02. LES QUATRE ÉCHECS À DÉJOUER PAR LA CONCEPTION
La plupart des échecs d'agents remontent à l'un de quatre problèmes de contexte :
- Surcharge du contexte. Trop dans la fenêtre. Le modèle perd le fil, et le coût comme la latence grimpent. Plus de contexte n'est pas un meilleur contexte.
- Empoisonnement du contexte. Un fait faux ou périmé entre dans la fenêtre et le modèle le traite comme vérité. Un seul mauvais extrait récupéré peut faire dérailler une réponse.
- Gestion des tokens. La fenêtre est finie. Sans plan pour ce qu'on garde et ce qu'on écarte, le détail important est chassé par le bruit.

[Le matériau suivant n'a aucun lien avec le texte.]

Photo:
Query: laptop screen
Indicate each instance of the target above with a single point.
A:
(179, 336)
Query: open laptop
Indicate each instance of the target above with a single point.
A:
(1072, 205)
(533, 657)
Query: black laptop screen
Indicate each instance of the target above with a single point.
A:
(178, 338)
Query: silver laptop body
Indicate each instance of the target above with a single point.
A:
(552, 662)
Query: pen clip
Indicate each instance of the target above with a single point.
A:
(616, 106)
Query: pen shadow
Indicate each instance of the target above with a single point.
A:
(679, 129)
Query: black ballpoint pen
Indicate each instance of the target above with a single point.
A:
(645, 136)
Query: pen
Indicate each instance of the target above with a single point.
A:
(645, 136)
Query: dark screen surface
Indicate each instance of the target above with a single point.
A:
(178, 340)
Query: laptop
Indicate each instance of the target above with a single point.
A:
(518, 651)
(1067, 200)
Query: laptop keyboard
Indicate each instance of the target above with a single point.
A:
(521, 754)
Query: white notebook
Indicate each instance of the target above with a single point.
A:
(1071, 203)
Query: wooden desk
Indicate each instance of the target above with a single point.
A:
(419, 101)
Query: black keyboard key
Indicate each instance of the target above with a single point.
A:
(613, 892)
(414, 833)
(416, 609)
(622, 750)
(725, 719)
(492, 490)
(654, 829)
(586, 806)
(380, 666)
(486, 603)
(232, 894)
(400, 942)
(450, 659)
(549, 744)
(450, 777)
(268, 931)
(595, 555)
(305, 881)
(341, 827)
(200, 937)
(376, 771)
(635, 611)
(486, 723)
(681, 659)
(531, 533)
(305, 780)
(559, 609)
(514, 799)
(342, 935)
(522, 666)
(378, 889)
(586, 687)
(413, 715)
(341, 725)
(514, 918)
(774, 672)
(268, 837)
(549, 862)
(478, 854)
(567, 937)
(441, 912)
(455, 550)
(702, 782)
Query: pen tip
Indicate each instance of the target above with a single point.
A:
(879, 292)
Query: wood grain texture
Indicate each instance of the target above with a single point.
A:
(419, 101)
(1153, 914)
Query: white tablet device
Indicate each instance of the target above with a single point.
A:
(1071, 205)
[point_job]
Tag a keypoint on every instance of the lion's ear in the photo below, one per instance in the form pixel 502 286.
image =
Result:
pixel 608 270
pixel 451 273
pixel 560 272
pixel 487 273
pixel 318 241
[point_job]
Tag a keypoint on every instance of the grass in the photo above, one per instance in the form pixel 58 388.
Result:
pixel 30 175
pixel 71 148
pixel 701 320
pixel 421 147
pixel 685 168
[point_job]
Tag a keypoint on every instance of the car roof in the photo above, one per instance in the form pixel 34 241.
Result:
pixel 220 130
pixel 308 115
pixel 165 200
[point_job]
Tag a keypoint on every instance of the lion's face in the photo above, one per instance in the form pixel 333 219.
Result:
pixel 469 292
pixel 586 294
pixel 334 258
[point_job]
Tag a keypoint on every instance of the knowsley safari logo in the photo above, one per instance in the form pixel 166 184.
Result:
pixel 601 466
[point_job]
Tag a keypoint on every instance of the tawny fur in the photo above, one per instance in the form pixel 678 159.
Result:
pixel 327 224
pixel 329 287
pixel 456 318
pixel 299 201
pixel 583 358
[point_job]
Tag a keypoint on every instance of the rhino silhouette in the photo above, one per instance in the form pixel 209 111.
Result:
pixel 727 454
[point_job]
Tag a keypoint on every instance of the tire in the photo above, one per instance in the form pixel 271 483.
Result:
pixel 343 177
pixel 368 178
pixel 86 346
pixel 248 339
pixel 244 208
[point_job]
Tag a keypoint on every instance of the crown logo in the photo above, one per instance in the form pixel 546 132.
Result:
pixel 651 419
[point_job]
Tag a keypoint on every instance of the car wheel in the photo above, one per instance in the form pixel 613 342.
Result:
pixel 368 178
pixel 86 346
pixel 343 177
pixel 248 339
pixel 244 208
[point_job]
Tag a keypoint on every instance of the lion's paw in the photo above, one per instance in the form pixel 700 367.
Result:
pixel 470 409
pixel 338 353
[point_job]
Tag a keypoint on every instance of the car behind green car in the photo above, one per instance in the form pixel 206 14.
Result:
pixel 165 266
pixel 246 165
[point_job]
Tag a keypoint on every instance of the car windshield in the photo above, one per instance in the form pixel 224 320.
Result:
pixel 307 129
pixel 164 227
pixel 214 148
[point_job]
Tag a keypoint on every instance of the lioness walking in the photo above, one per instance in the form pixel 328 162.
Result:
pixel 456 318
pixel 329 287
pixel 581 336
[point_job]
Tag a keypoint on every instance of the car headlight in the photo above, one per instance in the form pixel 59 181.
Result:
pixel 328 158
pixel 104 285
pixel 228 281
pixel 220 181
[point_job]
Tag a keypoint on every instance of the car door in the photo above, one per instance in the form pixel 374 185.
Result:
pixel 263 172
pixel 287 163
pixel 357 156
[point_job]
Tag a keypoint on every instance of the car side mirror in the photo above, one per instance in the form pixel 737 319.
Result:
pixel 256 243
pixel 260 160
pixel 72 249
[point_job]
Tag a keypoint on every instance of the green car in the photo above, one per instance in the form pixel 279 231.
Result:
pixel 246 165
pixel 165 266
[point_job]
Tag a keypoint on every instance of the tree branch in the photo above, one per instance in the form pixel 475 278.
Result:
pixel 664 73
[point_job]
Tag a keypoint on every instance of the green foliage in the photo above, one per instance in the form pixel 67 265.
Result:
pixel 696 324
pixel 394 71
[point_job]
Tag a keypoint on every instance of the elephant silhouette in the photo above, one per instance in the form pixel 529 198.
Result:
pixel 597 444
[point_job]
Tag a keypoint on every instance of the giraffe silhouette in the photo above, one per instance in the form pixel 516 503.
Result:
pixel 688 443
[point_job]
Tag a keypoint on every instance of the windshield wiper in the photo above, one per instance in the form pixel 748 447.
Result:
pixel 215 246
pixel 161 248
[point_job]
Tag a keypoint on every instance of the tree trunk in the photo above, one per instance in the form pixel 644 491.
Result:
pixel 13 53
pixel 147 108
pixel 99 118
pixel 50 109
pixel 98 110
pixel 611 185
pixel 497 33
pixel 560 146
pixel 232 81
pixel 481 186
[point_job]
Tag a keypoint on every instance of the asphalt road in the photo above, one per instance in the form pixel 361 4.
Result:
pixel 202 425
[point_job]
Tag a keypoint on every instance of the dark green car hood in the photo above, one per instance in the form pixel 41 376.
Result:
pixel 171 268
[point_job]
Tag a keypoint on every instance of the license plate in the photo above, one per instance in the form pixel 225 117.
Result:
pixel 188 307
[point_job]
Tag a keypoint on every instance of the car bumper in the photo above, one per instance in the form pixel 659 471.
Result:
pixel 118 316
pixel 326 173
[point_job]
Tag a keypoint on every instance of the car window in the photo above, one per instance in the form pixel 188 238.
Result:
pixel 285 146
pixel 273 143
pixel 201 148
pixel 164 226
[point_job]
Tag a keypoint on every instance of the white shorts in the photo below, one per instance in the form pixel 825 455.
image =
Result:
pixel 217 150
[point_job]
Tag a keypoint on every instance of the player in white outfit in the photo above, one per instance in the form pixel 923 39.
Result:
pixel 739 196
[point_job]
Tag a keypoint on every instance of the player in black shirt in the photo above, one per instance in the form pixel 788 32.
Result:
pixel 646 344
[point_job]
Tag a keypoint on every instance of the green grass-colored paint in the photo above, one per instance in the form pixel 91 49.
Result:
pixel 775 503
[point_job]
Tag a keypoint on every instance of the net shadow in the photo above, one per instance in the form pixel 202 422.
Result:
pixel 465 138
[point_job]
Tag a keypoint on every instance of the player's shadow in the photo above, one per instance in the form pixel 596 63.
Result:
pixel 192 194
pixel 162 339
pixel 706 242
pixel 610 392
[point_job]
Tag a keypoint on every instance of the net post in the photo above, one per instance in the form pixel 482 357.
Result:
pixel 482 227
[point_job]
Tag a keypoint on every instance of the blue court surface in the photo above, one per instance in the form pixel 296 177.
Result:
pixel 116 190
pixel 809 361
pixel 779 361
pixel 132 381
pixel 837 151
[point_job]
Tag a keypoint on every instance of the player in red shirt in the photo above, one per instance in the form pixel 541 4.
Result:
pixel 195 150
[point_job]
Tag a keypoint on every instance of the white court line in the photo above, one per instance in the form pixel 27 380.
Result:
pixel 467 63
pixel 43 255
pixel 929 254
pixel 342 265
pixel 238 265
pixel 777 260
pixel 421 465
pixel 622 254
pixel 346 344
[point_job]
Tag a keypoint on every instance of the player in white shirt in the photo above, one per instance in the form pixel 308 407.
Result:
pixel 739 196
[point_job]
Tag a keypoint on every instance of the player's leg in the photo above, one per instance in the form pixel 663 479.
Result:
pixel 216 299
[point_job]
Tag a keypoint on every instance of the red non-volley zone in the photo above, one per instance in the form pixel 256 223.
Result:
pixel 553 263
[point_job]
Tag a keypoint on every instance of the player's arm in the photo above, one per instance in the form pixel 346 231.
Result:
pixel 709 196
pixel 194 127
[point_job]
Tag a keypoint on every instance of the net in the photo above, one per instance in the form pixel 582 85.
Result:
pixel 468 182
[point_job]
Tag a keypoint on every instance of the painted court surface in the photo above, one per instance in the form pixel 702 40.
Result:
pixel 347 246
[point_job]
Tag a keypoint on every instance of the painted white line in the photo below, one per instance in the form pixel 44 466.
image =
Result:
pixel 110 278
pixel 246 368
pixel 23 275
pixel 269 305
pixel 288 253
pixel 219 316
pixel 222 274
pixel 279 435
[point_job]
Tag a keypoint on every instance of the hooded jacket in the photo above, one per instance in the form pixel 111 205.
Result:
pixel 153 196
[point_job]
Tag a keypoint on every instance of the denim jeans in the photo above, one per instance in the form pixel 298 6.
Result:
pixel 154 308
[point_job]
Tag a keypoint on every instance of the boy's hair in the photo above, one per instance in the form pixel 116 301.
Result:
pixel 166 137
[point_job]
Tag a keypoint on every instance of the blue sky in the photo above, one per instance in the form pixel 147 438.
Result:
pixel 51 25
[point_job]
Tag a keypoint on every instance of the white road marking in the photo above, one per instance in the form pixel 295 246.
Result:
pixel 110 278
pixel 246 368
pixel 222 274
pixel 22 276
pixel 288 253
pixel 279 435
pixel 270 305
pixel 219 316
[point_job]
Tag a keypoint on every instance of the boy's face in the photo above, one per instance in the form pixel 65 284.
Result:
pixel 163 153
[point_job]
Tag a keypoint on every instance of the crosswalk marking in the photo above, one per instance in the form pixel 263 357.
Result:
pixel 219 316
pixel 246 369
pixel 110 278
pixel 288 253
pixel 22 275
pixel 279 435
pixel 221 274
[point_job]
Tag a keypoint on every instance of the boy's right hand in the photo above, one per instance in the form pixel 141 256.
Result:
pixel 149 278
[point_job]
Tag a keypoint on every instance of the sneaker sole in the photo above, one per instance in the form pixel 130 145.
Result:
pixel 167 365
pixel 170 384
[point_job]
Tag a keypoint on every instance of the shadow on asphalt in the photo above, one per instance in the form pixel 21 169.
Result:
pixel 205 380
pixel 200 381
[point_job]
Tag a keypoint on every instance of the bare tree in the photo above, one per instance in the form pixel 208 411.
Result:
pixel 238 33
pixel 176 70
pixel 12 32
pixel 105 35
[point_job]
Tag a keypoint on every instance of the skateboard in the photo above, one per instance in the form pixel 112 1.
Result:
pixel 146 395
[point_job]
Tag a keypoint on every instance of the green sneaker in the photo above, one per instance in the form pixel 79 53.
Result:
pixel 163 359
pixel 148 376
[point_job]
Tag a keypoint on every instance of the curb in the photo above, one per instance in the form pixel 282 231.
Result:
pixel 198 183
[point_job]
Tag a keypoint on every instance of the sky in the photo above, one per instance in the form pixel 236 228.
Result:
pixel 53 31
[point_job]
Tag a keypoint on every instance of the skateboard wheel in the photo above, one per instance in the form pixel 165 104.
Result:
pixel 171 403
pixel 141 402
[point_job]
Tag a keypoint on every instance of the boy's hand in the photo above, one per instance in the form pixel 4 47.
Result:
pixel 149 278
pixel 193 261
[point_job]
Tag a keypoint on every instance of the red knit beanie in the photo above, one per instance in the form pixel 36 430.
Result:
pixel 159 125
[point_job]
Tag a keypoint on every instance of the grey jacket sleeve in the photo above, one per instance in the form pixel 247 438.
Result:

- Mémoire périmée. Les agents à longue durée accumulent un contexte qui ne s'applique plus, et agissent dessus.
Nommer l'échec, c'est la moitié du remède. Chacun a une contre-mesure concrète.
03. DES PRATIQUES QUI TIENNENT
Quelques schémas reviennent dans les configurations qui restent fiables :
- Récupérer, ne pas déverser. Tirez les quelques passages pertinents avec un bon retrieval plutôt que de tout coller. C'est tout l'intérêt du RAG, et c'est l'ingénierie du contexte appliquée aux données.
- Élaguer au fil de l'eau. Appliquez une édition à base de règles au sein du harnais pour garder la fenêtre légère : écartez ce dont une étape n'a plus besoin.
- Résumer les longs historiques. Remplacez une longue transcription par un résumé fidèle avant qu'elle n'évince la tâche.
- Commencer simple, monter en charge au besoin. N'ajoutez mémoire et outils que quand un échec réel l'exige, pas par défaut.
L'instinct d'en ajouter davantage est le piège. La discipline, c'est la soustraction.
04. POURQUOI C'EST LA VRAIE INGÉNIERIE
Un modèle plus grand corrige rarement un problème de contexte ; il échoue juste plus cher. Le travail qui fait passer un agent de la démo au fiable est presque entièrement un travail de contexte : ce qu'il voit, quand, et ce qu'on lui fait oublier. Pour des entrées très longues, l'architecture du modèle compte aussi, et c'est là qu'interviennent les approches subquadratiques, mais pour la plupart des équipes le gain est dans le contexte, pas dans les paramètres.